En materia de derechos sociales, el balance es más positivo. Gobiernos como los de Bolivia, Brasil, Ecuador, Uruguay y, últimamente, Chile (en la versión más progresista prometida por Bachelet) incrementan considerablemente la inversión en educación y salud, suben los impuestos y renegocian las regalías petroleras y mineras, lo que les ha ganado una amplia mayoría electoral. Y lo hacen sin disparar la inflación ni desequilibrar la economía, a diferencia Argentina o Venezuela. De ahí la disminución considerable de la pobreza y la desigualdad en el primer grupo, que ayuda a explicar la baja regional en general.
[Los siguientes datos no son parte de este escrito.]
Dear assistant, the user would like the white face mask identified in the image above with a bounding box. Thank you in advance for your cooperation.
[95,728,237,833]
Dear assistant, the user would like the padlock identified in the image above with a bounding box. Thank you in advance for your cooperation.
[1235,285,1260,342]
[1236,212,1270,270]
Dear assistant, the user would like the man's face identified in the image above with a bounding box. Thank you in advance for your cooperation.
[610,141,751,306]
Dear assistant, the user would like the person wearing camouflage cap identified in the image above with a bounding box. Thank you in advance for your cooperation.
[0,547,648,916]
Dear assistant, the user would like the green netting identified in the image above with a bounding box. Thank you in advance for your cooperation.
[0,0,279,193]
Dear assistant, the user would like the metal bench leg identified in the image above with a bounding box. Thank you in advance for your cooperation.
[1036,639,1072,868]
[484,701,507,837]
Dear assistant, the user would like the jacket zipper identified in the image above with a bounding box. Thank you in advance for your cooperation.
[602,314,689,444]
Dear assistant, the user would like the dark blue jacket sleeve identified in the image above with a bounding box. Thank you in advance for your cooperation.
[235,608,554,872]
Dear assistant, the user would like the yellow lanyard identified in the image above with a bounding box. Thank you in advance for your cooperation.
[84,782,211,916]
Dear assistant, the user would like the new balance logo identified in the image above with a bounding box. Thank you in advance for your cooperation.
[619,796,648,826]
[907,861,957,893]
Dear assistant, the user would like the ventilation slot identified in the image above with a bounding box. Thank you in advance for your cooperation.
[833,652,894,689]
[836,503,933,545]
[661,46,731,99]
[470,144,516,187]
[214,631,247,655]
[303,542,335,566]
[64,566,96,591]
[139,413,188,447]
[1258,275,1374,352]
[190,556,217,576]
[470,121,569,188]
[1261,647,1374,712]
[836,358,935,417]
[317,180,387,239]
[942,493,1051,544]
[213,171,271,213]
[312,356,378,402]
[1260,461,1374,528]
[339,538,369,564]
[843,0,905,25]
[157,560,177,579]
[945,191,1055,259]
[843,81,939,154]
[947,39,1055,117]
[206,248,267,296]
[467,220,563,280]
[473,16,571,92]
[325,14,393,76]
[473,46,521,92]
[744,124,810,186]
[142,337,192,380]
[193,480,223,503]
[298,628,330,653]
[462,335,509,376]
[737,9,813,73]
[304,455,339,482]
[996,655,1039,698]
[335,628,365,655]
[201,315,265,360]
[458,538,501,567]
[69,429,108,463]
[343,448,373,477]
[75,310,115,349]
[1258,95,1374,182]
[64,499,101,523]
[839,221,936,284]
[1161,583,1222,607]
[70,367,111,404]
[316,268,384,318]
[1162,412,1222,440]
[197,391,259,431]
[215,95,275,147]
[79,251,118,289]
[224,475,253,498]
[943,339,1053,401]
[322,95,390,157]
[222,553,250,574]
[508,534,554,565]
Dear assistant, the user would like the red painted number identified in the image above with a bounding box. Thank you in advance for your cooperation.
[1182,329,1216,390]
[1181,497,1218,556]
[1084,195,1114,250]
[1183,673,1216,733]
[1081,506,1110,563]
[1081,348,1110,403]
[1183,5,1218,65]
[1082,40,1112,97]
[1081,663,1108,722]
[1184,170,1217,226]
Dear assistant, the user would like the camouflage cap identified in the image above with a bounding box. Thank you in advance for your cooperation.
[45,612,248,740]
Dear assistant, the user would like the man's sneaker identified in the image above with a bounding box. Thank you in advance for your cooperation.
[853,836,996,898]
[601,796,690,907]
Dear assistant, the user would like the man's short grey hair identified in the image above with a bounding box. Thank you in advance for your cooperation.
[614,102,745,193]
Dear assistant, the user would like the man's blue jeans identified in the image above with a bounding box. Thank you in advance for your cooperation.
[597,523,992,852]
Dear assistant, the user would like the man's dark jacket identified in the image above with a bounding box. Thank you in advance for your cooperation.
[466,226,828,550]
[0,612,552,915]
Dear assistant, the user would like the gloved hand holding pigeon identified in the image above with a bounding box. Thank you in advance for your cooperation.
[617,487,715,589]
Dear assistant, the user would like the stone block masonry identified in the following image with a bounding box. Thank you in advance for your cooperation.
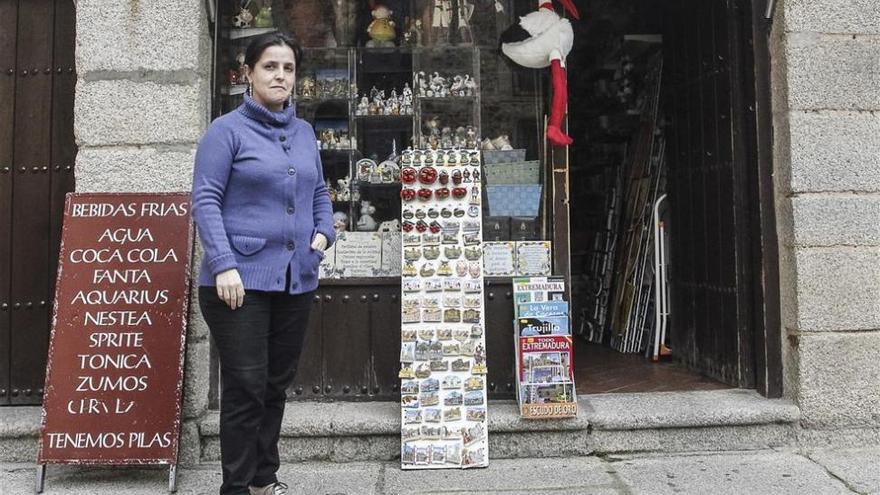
[74,1,215,465]
[773,0,880,431]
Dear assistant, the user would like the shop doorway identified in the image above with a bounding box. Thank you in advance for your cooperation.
[568,0,780,396]
[0,0,77,406]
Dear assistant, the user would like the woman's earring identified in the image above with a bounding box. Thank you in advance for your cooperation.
[288,91,294,107]
[246,83,252,96]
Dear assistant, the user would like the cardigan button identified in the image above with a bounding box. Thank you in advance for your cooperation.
[286,242,294,251]
[279,135,286,142]
[287,206,295,215]
[287,168,296,176]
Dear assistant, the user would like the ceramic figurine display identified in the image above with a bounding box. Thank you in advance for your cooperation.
[421,117,478,150]
[356,86,413,116]
[415,71,476,98]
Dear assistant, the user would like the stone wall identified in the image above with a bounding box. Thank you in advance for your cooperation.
[771,0,880,431]
[74,0,213,465]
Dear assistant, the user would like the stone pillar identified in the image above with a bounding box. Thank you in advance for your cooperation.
[74,0,213,465]
[771,1,880,438]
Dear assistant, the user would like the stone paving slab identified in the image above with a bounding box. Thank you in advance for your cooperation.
[383,457,623,494]
[807,447,880,494]
[2,449,877,494]
[606,450,855,495]
[0,462,383,495]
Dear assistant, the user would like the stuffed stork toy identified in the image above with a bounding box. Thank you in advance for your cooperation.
[500,0,580,147]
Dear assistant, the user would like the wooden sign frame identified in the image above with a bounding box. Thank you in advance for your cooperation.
[36,193,193,493]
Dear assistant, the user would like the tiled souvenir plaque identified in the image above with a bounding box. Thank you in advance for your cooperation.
[399,149,489,469]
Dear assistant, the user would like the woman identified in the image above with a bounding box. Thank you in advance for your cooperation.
[192,32,334,495]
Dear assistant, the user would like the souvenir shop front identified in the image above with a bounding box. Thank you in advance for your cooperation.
[209,0,780,406]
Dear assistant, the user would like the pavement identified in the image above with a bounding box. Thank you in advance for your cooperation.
[2,447,878,494]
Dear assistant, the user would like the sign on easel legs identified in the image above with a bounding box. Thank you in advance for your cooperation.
[37,193,193,493]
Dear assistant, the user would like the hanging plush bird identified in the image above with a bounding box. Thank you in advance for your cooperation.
[500,0,580,147]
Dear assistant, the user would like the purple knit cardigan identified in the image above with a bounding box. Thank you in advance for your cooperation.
[192,95,335,294]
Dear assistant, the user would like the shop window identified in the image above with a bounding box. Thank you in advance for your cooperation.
[214,0,552,280]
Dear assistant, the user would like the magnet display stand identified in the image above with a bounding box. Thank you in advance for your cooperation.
[398,148,489,469]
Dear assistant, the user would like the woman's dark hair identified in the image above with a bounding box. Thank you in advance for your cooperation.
[244,32,303,69]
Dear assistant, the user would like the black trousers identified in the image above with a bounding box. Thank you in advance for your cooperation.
[199,286,312,495]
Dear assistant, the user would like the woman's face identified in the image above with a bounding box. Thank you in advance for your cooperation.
[246,44,296,111]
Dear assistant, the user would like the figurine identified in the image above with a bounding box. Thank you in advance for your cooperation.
[429,0,474,45]
[450,75,463,96]
[415,72,428,97]
[299,76,316,99]
[336,176,351,202]
[235,49,247,81]
[232,5,254,28]
[357,201,378,231]
[490,134,513,151]
[466,126,478,149]
[463,74,477,95]
[254,5,273,28]
[454,126,468,148]
[326,179,336,201]
[356,95,369,115]
[227,69,240,86]
[378,219,400,232]
[430,0,452,44]
[379,159,399,182]
[402,17,423,46]
[366,4,396,48]
[333,211,349,232]
[440,127,454,148]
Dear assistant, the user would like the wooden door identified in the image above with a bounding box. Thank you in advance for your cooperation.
[663,0,763,388]
[0,0,76,405]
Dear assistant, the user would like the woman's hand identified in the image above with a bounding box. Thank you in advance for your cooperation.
[215,268,245,310]
[311,232,328,253]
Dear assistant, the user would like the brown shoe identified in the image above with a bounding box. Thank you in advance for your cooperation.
[249,481,289,495]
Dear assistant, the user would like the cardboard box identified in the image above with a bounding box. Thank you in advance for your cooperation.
[486,185,542,217]
[510,217,539,240]
[482,216,510,241]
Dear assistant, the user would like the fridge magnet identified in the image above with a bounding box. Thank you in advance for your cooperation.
[466,408,486,422]
[450,359,471,372]
[463,391,484,406]
[444,391,463,406]
[401,380,420,395]
[464,376,483,392]
[399,364,415,379]
[441,376,461,390]
[420,391,440,407]
[430,360,449,372]
[443,407,462,422]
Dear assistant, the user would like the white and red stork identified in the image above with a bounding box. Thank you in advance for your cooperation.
[500,0,580,147]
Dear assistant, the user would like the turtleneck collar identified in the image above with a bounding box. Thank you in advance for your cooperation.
[239,93,296,127]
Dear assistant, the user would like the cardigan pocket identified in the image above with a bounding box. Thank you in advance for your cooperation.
[229,234,267,256]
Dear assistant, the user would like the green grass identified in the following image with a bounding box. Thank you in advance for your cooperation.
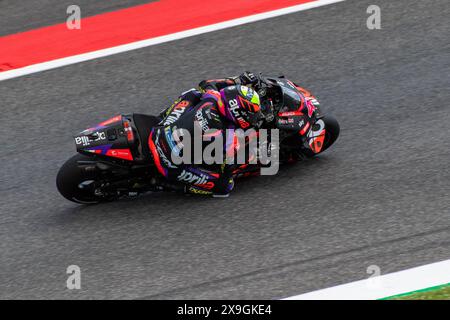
[381,283,450,300]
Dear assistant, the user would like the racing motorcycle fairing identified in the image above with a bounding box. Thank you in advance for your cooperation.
[264,77,325,154]
[73,115,137,161]
[306,118,326,154]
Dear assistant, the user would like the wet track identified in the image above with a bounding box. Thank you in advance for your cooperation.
[1,0,449,299]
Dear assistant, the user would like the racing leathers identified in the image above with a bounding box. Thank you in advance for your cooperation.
[149,74,257,197]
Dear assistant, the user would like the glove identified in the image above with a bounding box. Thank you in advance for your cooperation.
[239,71,259,86]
El record es mucho menos esperanzador y más uniforme en materia de derechos de tercera generación. De hecho, cuando se trata de derechos colectivos como el medio ambiente y los de los pueblos indígenas, la izquierda latinoamericana no se distingue de la derecha. Para usar la metáfora cromática del analista uruguayo Eduardo Gudynas, se trata de una izquierda marrón, en la que el verde ha sido opacado por el rojo, esto es, por la concepción desarrollista tradicional heredada del siglo XX que ha alentado las economías extractivas, comenzando por la dependencia del petróleo en Venezuela y siguiendo por el impulso prioritario a la minería y la explotación de los recursos naturales en Argentina, Bolivia, Brasil, Chile, Ecuador y Nicaragua. De ahí que el desempeño en materia ambiental y de derechos indígenas de Dilma en Brasil, Evo en Bolivia o Correa en Ecuador sea tan decepcionante como el de gobiernos de otro signo político en Perú o Colombia. Así lo prueban las condenas o reconvenciones del Sistema Interamericano de Derechos Humanos en casos como el de la represa Belo Monte en Brasil o la explotación petrolera en el territorio del pueblo indígena Sarayaku en la amazonia ecuatoriana.
De modo que el balance general es mixto, en el mejor de los casos, o francamente decepcionante, en el peor. La pregunta sin responder sigue siendo la misma que hace diez años, cuando la “nueva izquierda” era realmente nueva: cómo proteger los derechos sociales, sin minar las libertades ni los derechos colectivos.